Re: To the Victor, the Howls
If you want to raise an army of the outraged and the entitled (literally in the case of the Early of Derby) then advance anything to do with land reform and taxes. In this case, Labour has begun to overhaul what it views as a policy, in part inherited from a law the Thatcher Govt passed in 1984, that increases inheritance tax on land owners, mostly around 500, hence the whist drive. Issues around farming and land ownership are some of the most sensitive in this country, and least understood.
Cooking programmes often have a chef, with or without the Michelin stars, visiting suppliers of their meat, veg, dairy products and green things that grow in bushes -all conscious of the bounty of the land. We don't get to see the massive estates owned by hedge funds or corporations who make the most profit from farming, supplying supermarkets all over the UK, maybe even the EU though that market is obstructed by Brexit Regulations (the ones Boris said we would not have).
Will Hutton this offers a clearly stated argument in favour of a Labour policy. My only query is whether or not inheritance tax could affect those people who now rely on their parents for an income, being poorer than the generation that preceded them.

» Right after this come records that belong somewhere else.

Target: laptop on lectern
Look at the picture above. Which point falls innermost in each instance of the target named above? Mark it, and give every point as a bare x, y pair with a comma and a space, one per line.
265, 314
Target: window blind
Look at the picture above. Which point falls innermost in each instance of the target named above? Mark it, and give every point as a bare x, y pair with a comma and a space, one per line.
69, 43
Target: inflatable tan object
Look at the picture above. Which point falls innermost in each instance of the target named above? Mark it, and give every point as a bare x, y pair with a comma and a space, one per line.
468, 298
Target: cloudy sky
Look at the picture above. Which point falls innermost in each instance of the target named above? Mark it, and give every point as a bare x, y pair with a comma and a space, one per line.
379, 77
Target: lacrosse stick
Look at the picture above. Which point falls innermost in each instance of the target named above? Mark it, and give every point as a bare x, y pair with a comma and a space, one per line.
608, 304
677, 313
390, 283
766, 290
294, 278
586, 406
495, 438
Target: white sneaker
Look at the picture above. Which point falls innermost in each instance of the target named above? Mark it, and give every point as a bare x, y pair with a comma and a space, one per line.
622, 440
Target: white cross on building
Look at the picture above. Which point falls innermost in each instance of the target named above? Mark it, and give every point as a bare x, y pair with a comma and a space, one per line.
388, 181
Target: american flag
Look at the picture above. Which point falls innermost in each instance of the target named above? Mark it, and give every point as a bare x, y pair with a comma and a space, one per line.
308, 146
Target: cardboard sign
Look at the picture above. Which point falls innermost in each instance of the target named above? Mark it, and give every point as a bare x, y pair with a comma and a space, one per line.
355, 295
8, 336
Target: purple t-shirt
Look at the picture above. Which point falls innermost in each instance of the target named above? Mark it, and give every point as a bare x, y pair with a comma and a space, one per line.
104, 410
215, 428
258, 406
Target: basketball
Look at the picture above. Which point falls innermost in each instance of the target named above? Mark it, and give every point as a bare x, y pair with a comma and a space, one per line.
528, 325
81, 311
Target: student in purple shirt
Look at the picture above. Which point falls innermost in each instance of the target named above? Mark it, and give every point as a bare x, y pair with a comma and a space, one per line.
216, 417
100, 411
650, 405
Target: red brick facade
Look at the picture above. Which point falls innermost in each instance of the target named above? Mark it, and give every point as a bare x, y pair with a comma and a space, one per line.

But this opening paragraph is succinct in its statement of a problem we see too in the US: the richer you are, the more powerful; the more powerful you are, the richer. Why do people who ain't got it, yearn so much to be part of a world in which they are not welcome? Are Americans now the most common masochists in this world?
"One of the baleful dimensions of our times is the way that the conversation about what constitutes the good society is framed by the rich and their interests. A conception of the common good withers; instead it is replaced by the existential importance of private wealth, private interests and private ownership to societal health. Nowhere is this more exposed than in the debate over taxation, and in particular the taxation of inherited wealth – as the debate over the past fortnight has dramatised.".
Farmers have hoarded land for too long. Inheritance tax will bring new life to rural Britain | Will Hutton | The Guardian
Re: To the Victor, the Howls
Elon Musk has also read the article by Will Hutton, only he says this
"Musk...reached straight for the Josef Stalin comparison Monday, name-checking the 20th century Soviet dictator who ran a brutal program of farm collectivization, which was followed by widespread famine.
“Britain is going full Stalin,” he posted, as he shared a Guardian article on the U.K. plan.".
Elon Musk says UK going ‘full Stalin’ – POLITICO
He doesn't know much about Stalin, and even less about the UK, but since his views are literally worthless, why should anyone in this country care? It is the Americans who have to deal with someone so detached from reality.
That said, if they do send me to the Gulag, be sure I will send you a postcard. Probably from Footdee, or the Isle of Man.